• In the role of Associate Vice President for Academic Affairs: Curriculum and Faculty Development, Coltharp provides leadership in the development and reform of undergraduate and graduate curricula in collaboration with the University Curriculum Council and the Commission on Graduate Studies. As an ex-officio member of the University Curriculum Council, he supports academic departments and individual faculty members in all matters related to faculty promotion and tenure, reviews of probationary faculty members, and termination. He is responsible for editing and preparing the Courses of Study Bulletin and preparing the course schedule in collaboration with the Registrar. He organizes New Faculty Orientation and leads development efforts for newly appointed department chairs. Coltharp supervises the selection process for the Z. T. Scott Faculty Fellowship, Murchison term professorships, the Piper Professor nomination, and other faculty awards.

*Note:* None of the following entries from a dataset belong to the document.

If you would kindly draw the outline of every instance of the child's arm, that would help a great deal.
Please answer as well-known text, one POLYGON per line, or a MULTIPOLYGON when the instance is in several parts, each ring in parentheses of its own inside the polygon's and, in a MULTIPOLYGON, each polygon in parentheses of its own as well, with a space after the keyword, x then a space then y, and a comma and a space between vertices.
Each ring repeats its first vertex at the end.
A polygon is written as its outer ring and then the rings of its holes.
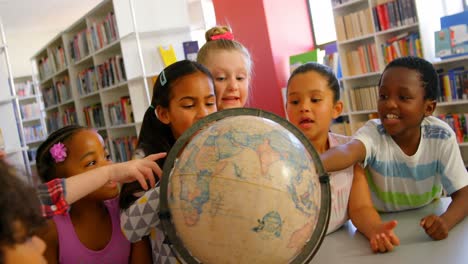
POLYGON ((37 234, 42 240, 44 240, 46 249, 44 251, 44 257, 49 264, 58 263, 58 252, 59 252, 59 243, 58 243, 58 233, 53 220, 48 220, 47 225, 38 231, 37 234))
POLYGON ((392 251, 400 244, 400 240, 393 232, 397 222, 395 220, 382 222, 372 205, 364 170, 358 164, 354 165, 348 214, 356 228, 369 239, 372 251, 381 253, 392 251))
POLYGON ((151 251, 151 243, 147 236, 143 237, 143 239, 138 242, 132 243, 129 263, 130 264, 153 263, 153 253, 151 251))
POLYGON ((325 151, 320 155, 325 171, 344 170, 366 158, 366 147, 364 144, 353 139, 346 144, 339 145, 325 151))
POLYGON ((448 232, 468 215, 468 186, 452 193, 450 197, 452 202, 445 213, 421 219, 420 225, 435 240, 447 238, 448 232))
POLYGON ((132 243, 140 241, 142 237, 150 234, 151 228, 155 227, 159 223, 159 187, 151 189, 145 194, 138 198, 129 208, 120 211, 120 228, 124 236, 132 243), (143 209, 148 207, 151 208, 151 212, 143 209), (145 218, 144 227, 134 226, 130 221, 130 218, 145 218))
POLYGON ((166 156, 166 153, 149 155, 144 159, 116 163, 87 171, 66 179, 54 179, 37 187, 41 201, 42 215, 52 217, 68 212, 70 204, 99 189, 109 181, 120 183, 138 180, 143 189, 151 187, 155 179, 153 172, 161 175, 161 169, 154 162, 166 156))
POLYGON ((153 172, 158 176, 161 175, 161 169, 154 161, 165 156, 166 153, 153 154, 144 159, 116 163, 77 175, 80 177, 67 178, 65 179, 67 186, 66 200, 69 204, 72 204, 109 181, 127 183, 138 180, 143 189, 147 190, 146 180, 150 181, 151 187, 155 184, 153 172), (100 177, 96 177, 97 175, 100 177))

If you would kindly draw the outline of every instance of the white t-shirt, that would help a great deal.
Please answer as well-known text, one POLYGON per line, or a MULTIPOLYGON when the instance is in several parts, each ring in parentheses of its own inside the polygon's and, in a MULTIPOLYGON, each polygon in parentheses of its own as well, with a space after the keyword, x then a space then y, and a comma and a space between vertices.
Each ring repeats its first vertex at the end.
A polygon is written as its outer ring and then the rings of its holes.
POLYGON ((406 155, 379 119, 369 120, 354 138, 366 148, 367 179, 374 206, 392 212, 418 208, 468 185, 456 136, 448 124, 429 116, 421 124, 416 153, 406 155))
MULTIPOLYGON (((328 133, 330 148, 345 144, 351 137, 328 133)), ((331 210, 327 234, 337 230, 348 219, 348 200, 353 184, 354 166, 330 173, 331 210)))

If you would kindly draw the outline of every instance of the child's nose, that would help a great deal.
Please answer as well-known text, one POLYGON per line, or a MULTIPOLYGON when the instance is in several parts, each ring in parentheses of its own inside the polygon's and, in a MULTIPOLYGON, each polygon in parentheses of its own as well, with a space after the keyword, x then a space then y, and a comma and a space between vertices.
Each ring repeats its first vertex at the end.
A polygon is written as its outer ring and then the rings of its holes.
POLYGON ((229 78, 228 90, 235 91, 239 89, 239 82, 235 77, 229 78))

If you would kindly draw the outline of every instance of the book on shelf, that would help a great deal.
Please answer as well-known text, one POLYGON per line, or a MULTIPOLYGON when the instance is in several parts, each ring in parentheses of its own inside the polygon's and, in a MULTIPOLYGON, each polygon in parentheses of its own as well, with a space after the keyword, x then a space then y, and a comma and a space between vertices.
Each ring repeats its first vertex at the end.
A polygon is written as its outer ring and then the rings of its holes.
POLYGON ((318 53, 319 50, 315 49, 312 51, 289 56, 289 72, 292 73, 297 67, 307 62, 317 62, 319 57, 318 53))
POLYGON ((402 33, 387 39, 381 45, 385 64, 403 56, 423 57, 421 39, 418 33, 402 33))
POLYGON ((164 62, 164 67, 167 67, 177 61, 177 55, 172 45, 159 46, 158 50, 164 62))
POLYGON ((439 73, 439 102, 452 102, 456 100, 468 100, 468 70, 465 67, 457 67, 439 73))
POLYGON ((418 22, 414 0, 378 0, 372 7, 376 31, 418 22))
POLYGON ((198 41, 185 41, 182 43, 186 60, 196 61, 198 54, 198 41))
POLYGON ((2 128, 0 128, 0 150, 5 150, 5 139, 3 138, 2 128))
POLYGON ((468 113, 448 113, 437 116, 455 132, 457 142, 468 142, 468 113))

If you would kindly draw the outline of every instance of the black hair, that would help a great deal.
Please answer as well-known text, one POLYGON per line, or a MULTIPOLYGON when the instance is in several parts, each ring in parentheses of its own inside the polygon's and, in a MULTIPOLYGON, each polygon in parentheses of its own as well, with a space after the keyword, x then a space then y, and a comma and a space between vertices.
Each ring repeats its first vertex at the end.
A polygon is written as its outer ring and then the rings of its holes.
POLYGON ((400 57, 391 61, 380 75, 379 87, 382 81, 383 73, 391 68, 403 67, 419 72, 421 82, 424 87, 424 98, 429 100, 436 100, 439 96, 439 77, 434 69, 432 63, 427 60, 414 56, 400 57))
MULTIPOLYGON (((190 60, 175 62, 167 66, 161 74, 159 74, 154 84, 151 105, 145 112, 138 136, 137 149, 142 150, 145 156, 169 152, 171 150, 176 139, 172 134, 170 126, 164 124, 156 117, 155 109, 158 106, 168 108, 174 83, 181 77, 196 72, 205 74, 213 83, 213 76, 210 71, 202 64, 190 60)), ((165 160, 165 158, 159 159, 156 163, 162 168, 165 160)), ((158 180, 158 177, 156 177, 156 180, 158 180)), ((128 208, 137 199, 133 193, 142 190, 138 182, 123 184, 120 192, 120 208, 128 208)))
POLYGON ((294 76, 300 73, 307 73, 310 71, 314 71, 327 79, 328 87, 333 92, 333 102, 336 103, 338 100, 340 100, 340 83, 338 82, 335 73, 333 73, 333 70, 330 67, 317 62, 308 62, 297 67, 289 77, 288 87, 294 76))
POLYGON ((0 160, 0 212, 0 263, 4 263, 3 248, 24 243, 45 225, 45 219, 35 190, 3 160, 0 160), (25 231, 22 236, 18 228, 25 231))
POLYGON ((55 160, 50 154, 50 148, 58 142, 63 143, 63 141, 73 136, 76 132, 85 129, 88 128, 79 125, 64 126, 55 130, 39 145, 37 149, 36 166, 42 182, 48 182, 59 177, 59 175, 55 175, 55 160))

    To support the implementation of the Trinity Tomorrow strategic plan, Coltharp provides strategic leadership for the Collaborative for Learning and Teaching and the Center for Experiential Learning and Career Success. He manages curricular and pedagogical innovation grants and serves as the Principal Investigator of a grant from The Andrew W. Mellon Foundation to support the implementation of the Pathways curriculum.

    As a scholar, Coltharp’s primary research interests include the literature and culture of eighteenth-century Britain.

    • Ph.D., The University of Michigan 
    • B.A., Missouri State University
    • “Raising Wonder: The Use of the Passions in Dryden’s A Song for St. Cecilia’s Day.” Restoration: Studies in English Literary Culture, 1660-1700 28.2 (2004): 1-18.
    • “Radical Royalism: Strategy and Ambivalence in Dryden’s Tragicomedies.” Philological Quarterly 78.4 (1999): 417-37.
    • “Patriarchalism at Risk in The Spanish Fryar.” SEL: Studies in English Literature, 1500-1900 39.3 (1999): 427-41.